Saldırıların olabileceği yerlerde öz savuma güçlerinin durumu nedir?
İşgalci Türk devletinin nezdinde halk ve QSD birbirinden ayrı değil. QSD'nin çıktığı yerlerde halk da çıkmış. Halk göç ettirilmiş. Az sayıda kalan insanlarımız da zulüm altında yaşıyor. Her gün kaçırılıyor, işkence ediliyor. Efrîn, Girê Spî ve Serêkaniyê örneği var. Bunun için Türk devletinin savaşı halkımıza yönelik bir savaştır, diyoruz. Halkımız bu gerçeği görüyor ve evlerini bırakmıyor. Daha önce nasıl güçlerimizin yanında durmuşsa şimdi de duracak, kendi rolünü oynayacak. Halkımızın rolü sadece silah kaldırmak değildir. Elbette silahlar önemli ve gerekli, fakat mücadele çok boyutludur. Halkımızdan beklentimiz bu yönde.
Geçen iki yıla göre güçleriniz teknik ve askeri anlamda nasıl bir gelişim sağladı?
Biz güçlerimize inanıyoruz, işgalci Türk devletinin tekniğine karşı kendilerini koruyabilecekler. Güçlerimizi teknik ve ideolojik anlamda eğittik. Çok tecrübeli bir gücümüz var.
Kuzey-Doğu Suriye’nin hava sahasında Türk devletinin keşif araçları hareket halinde. SİHA’larla suikastlar yapılıyor. Hava sahasını kontrol eden güçler, bu saldırıları önleyebilir mi?
Şu ana kadar hava sahası Türk uçaklarına kapatılmış değil. Kapatılır mı bilemiyoruz.

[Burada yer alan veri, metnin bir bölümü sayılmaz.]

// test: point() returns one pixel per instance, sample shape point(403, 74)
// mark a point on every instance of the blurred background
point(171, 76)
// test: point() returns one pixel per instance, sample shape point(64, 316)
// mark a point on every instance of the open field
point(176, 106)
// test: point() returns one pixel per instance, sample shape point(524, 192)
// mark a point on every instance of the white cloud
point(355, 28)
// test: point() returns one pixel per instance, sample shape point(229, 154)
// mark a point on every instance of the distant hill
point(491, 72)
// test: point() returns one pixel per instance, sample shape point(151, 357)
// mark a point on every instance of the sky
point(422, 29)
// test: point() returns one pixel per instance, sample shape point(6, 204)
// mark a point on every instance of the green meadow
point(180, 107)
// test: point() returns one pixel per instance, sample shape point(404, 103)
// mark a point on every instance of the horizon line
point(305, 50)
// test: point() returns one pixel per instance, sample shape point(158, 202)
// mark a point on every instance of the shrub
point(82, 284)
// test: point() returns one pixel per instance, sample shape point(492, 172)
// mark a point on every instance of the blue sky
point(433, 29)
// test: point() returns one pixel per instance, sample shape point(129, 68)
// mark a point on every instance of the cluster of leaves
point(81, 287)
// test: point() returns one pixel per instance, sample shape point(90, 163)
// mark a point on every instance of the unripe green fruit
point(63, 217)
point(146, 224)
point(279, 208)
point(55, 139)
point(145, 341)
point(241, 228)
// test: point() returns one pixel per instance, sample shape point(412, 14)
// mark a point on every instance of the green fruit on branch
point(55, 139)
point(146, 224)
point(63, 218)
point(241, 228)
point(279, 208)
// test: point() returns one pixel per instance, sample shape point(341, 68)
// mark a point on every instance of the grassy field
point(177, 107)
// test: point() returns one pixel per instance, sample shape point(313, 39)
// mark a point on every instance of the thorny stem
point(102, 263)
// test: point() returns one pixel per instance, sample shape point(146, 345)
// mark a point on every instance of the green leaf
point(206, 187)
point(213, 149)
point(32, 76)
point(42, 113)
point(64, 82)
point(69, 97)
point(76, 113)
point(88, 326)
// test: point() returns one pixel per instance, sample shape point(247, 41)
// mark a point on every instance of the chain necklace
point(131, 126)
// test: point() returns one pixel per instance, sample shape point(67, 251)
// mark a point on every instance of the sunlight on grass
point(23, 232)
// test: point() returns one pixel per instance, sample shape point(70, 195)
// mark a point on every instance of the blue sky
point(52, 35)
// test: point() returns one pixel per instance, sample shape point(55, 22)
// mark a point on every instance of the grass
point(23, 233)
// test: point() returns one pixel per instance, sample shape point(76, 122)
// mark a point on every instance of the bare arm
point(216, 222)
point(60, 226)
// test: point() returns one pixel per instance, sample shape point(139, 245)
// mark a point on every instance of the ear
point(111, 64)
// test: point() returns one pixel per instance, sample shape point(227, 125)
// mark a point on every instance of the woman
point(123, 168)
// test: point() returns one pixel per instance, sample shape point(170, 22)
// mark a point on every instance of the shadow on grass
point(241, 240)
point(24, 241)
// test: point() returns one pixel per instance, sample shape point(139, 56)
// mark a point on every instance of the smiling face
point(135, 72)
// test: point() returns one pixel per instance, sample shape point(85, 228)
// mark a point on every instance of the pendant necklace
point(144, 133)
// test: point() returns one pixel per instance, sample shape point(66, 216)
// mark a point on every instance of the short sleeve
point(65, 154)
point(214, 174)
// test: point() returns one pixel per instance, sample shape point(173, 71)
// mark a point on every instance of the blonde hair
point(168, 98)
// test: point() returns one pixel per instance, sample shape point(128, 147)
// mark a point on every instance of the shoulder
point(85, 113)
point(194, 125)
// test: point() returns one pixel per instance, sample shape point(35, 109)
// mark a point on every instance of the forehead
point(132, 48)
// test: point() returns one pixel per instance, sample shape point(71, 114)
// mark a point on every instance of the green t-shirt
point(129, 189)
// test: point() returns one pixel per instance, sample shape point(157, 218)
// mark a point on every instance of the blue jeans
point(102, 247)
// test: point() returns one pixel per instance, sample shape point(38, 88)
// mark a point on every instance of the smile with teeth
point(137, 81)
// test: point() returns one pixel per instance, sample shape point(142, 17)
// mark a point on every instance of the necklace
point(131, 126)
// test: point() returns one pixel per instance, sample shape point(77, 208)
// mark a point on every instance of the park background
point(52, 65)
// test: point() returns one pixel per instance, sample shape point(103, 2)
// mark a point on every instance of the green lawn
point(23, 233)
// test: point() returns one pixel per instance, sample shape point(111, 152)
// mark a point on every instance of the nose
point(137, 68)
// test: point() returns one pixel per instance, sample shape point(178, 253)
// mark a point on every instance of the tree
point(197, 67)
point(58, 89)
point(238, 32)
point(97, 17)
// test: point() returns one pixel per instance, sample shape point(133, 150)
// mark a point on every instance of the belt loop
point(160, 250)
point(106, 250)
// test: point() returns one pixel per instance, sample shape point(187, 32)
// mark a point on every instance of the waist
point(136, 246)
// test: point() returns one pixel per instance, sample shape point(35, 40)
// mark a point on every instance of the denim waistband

Türkiye'nin her saldırısıyla DAİŞ canlanıyor ve saldırılarını arttırıyor. Uluslararası güçlerini bunu engellemek için hava sahasını kapatması gerekiyor. Bir kez daha diyoruz; eğer hava sahası kapatılmazsa savunma savaşı vereceğiz. Güçlerimiz Türk devletinin tekniğini boşa çıkaracak ve halkımızı koruyacak.
Türk devletinin saldırıları altındaki halk yaşamını nasıl sürdürüyor?
Uzun bir zamandan beri halkımız savaş halinde. Artık düşmanlarını iyi tanıyor. Efrîn, Girê Spî ve Serêkaniyê’de yapılan katliamlar halkımızın hafızasında duruyor, unutulmadı. Düşmanı tanıma bilinci oluşmuş ve kanmıyor. Bu yüzden Türk devleti bir süredir psikolojik savaş yürütüyor. Halkımızın inancını kırmak istiyor fakat başarılı olamıyor. Halkımız uğruna binlerce şehit verdik. Onurunu koruma konusunda kararlıyız ve işgalcilerin eli altında köle olmasına izin vermeyeceğiz.